Разбитый рот оскалился.
– Там – смог бы! В Недоступном царстве позволено жить даже таким грешникам, как мы. Жить везде – в воде, в воздушном эфире, в земной толще. И мертвые там не одиноки. Я говорил со старейшим гуру – с тем, кто опекает усопших. Этот гуру никогда не обнажает лица, ведь вместо головы у него череп, на котором только и живого – глаза и язык. Я присутствовал при таинстве, меня допустили… Он, старейший, подходит к гробу, простирает руки, и на крышке появляются языки пламени. Да, я все видел, я был там!.. Пламя вспыхивает ярче, огонь бежит по стенам, потом затухает и сплетается в узоры букв алфавита «ватаннан», языка этого мира. Из гроба начинают подниматься струи синего света. Это мысли мертвых, их желания, тревоги и надежды. Огненные буквы на стенах пишут веления и пожелания божества…

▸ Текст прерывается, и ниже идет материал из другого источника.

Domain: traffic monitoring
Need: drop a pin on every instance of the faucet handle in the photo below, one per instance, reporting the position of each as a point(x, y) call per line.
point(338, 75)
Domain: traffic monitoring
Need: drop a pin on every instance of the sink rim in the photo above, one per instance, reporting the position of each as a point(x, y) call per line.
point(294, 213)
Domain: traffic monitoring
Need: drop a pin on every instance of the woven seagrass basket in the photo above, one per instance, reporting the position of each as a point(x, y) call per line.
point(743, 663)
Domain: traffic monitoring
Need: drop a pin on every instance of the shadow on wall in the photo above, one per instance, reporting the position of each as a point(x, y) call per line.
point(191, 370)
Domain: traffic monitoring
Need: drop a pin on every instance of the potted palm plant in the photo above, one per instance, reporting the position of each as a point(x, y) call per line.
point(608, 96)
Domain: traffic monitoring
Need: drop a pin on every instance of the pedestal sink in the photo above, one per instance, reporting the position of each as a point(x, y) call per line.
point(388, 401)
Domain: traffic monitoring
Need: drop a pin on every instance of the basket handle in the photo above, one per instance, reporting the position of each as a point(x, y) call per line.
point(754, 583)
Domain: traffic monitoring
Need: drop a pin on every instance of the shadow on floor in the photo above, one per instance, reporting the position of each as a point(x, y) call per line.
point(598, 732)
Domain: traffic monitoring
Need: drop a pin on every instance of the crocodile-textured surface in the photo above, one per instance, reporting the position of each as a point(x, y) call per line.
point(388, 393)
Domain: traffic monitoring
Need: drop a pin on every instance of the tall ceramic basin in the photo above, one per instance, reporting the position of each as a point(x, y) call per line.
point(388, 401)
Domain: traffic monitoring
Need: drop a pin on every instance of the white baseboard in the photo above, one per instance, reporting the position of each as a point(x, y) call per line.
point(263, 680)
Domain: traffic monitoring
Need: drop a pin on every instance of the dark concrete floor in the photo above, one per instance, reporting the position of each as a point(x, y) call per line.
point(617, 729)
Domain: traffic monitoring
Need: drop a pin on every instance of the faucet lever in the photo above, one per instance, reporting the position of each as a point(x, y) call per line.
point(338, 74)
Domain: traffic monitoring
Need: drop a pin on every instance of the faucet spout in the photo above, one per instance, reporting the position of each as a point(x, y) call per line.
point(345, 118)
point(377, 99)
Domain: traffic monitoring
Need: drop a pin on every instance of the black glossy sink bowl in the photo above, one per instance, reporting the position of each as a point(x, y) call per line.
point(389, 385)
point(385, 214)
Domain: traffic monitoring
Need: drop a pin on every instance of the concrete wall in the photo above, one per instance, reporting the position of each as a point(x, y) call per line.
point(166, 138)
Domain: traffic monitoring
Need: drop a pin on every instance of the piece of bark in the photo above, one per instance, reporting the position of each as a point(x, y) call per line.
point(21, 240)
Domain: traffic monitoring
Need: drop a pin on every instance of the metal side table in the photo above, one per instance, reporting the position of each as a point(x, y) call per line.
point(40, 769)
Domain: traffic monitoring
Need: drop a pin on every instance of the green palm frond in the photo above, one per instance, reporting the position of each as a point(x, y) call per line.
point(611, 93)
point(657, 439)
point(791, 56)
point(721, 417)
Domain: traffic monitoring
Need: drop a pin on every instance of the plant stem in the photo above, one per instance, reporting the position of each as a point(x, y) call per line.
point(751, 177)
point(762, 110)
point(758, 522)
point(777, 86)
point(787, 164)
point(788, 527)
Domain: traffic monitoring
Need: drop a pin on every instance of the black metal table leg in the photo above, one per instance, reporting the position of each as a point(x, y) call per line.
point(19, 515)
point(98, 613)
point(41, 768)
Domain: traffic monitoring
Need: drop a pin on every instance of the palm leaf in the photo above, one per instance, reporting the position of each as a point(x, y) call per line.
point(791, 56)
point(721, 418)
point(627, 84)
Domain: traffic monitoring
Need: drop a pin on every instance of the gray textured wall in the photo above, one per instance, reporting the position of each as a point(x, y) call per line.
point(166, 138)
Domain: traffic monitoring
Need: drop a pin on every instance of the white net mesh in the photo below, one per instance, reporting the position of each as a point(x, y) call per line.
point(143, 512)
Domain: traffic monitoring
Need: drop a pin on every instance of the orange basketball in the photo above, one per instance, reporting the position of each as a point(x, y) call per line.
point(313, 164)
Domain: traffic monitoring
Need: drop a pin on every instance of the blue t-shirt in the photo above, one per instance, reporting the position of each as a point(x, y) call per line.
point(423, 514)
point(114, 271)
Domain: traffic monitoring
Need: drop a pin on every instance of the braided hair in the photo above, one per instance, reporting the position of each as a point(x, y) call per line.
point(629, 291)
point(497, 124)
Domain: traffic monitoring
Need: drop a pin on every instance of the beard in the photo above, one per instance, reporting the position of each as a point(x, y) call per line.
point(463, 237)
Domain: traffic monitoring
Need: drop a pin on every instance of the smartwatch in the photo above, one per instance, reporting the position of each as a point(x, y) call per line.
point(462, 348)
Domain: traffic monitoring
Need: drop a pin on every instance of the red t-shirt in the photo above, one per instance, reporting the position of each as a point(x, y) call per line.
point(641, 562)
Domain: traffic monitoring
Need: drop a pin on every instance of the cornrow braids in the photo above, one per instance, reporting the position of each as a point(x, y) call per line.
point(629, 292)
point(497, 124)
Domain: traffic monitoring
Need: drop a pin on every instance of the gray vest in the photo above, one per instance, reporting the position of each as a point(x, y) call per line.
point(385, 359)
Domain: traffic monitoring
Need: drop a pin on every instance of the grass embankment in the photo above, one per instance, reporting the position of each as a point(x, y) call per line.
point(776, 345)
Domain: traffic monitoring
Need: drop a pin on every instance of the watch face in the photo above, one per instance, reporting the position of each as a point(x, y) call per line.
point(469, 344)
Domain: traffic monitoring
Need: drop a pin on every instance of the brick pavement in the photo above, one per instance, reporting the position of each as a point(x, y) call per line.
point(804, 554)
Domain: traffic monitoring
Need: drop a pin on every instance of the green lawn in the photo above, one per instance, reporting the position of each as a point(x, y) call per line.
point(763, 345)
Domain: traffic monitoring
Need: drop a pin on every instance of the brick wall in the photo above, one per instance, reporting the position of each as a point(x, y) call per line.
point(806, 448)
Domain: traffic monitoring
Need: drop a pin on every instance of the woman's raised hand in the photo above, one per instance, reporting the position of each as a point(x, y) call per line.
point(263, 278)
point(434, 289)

Старший оперуполномоченный прикинул, что самое время лупить кулаком по несуществующему столу. «Адреса, пароли, явки! По делу говори, хватит сказки рассказывать!» Терпеливый, видать, был у психа «следак».
– Блюститель Мира слушает советы умерших и постигает мысли тех, кто оказывает влияние на судьбы человечества – царей, королей, ханов, полководцев, первосвященников, ученых. Он узнает все их помыслы. Если те угодны божеству, Блюститель тайно поможет их осуществлению, если нет – помешает. Эту власть дает тайное знание – «Ом»…
– Хватит! – как можно мягче попросил Леонид. – Ты и так все знаешь, а мне твои гуру совершенно ни к чему.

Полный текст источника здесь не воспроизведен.